Exposure to the UK government’s recommended levels of air pollution could be causing ‘significant’ changes to the structure of the heart, similar to those seen in the early stages of heart failure.
The stark findings were made following a study by the British Heart Foundation and Queen Mary University of London which looked into the effects that air pollution was having on heart health.
A team of scientists led by Professor Steffen Petersen studied data from 4,000 participants in the UK Biobank study. Each person provided a range of information about themselves including their personal lifestyles, where they lived, health records etc.
Having removed those with existing heart conditions the team then set about conducting MRI scans of each person’s heart at different intervals.
The results found that even though most of the participants lived outside of major UK cities there was a clear correlation between those that lived near loud, busy roads and so were exposed to higher quantities of Nitrogen Dioxide, PM 2.5 (small particles found in the air) and an increase in the size of the right and left ventricles of the heart.
It should be pointed out that while these people were healthy and had no symptoms, these changes are similar to the early signs of heart disease.
In fact the study found that for every 1 extra µg per cubic metre of PM 2.5 and for every 10 extra µg per cubic metre of NO2, the heart increased in size by approximately 1%.

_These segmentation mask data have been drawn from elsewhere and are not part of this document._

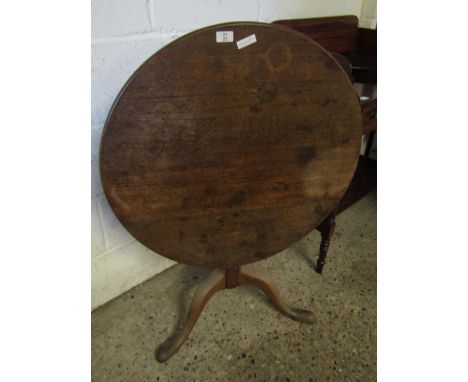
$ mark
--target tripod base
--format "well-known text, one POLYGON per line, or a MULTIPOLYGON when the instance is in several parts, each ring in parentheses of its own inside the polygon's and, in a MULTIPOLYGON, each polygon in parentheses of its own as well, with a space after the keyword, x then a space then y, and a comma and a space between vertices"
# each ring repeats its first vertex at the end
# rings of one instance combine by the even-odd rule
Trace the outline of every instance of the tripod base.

What’s perhaps more worrying is that many of the participants from the study were exposed to levels of PM2.5 pollution that actually fall well within the UK’s own guidelines 25µg per cubic metre. Interestingly the participants NO2 exposure was considerably higher and on average was either on the same level or higher than the UK and the World Health Organisation’s acceptable limit of 40µg per cubic metre.
The government already plans to halve the number of people living in areas that are over the WHO air pollution guidelines by 2025, but the British Heart Foundation believe that the acceptable limits should be even lower.

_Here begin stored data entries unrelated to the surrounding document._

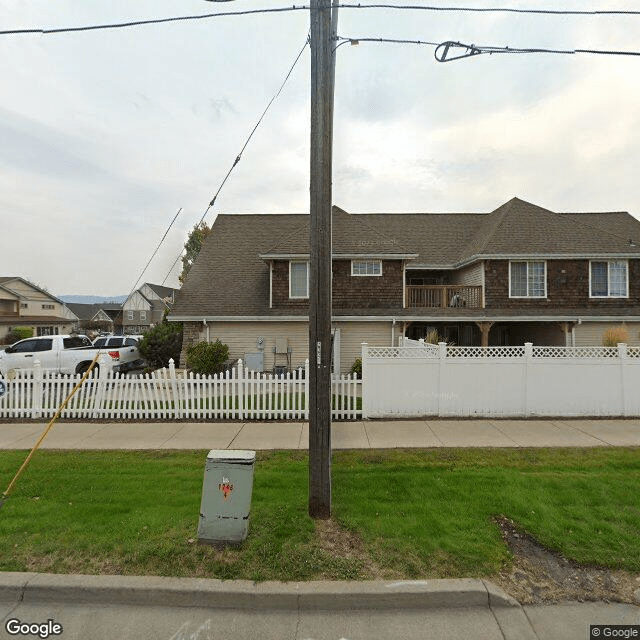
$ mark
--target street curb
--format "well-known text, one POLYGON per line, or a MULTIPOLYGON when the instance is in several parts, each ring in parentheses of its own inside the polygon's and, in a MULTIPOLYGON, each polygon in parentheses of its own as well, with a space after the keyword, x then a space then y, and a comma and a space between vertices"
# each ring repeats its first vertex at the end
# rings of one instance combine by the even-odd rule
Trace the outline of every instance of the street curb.
POLYGON ((520 606, 491 582, 470 578, 254 583, 17 572, 0 572, 0 600, 297 611, 520 606))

“We can’t expect people to move home to avoid air pollution – Government and public bodies must be acting right now to make all areas safe and protect the population from these harms,” said Professor Jeremy Pearson, Associate Medical Director at the British Heart Foundation.
The British Heart Foundation is hoping that these new findings can force the Government to rethink its draft Clean Air Strategy which is currently in consultation until the 14 August.
The next step for Professor Steffen Petersen and his team at Queen Mary University of London is to start including major cities like London and Manchester into their findings with the hope of gaining an even clearer understanding of how air pollution is affecting heart health.
Air pollution is now the largest environmental risk factor linked to deaths. In fact World Health Organisation figures from 2016 reveal that a staggering 92% of the world’s population are living in areas that exceed its own guidelines on air quality.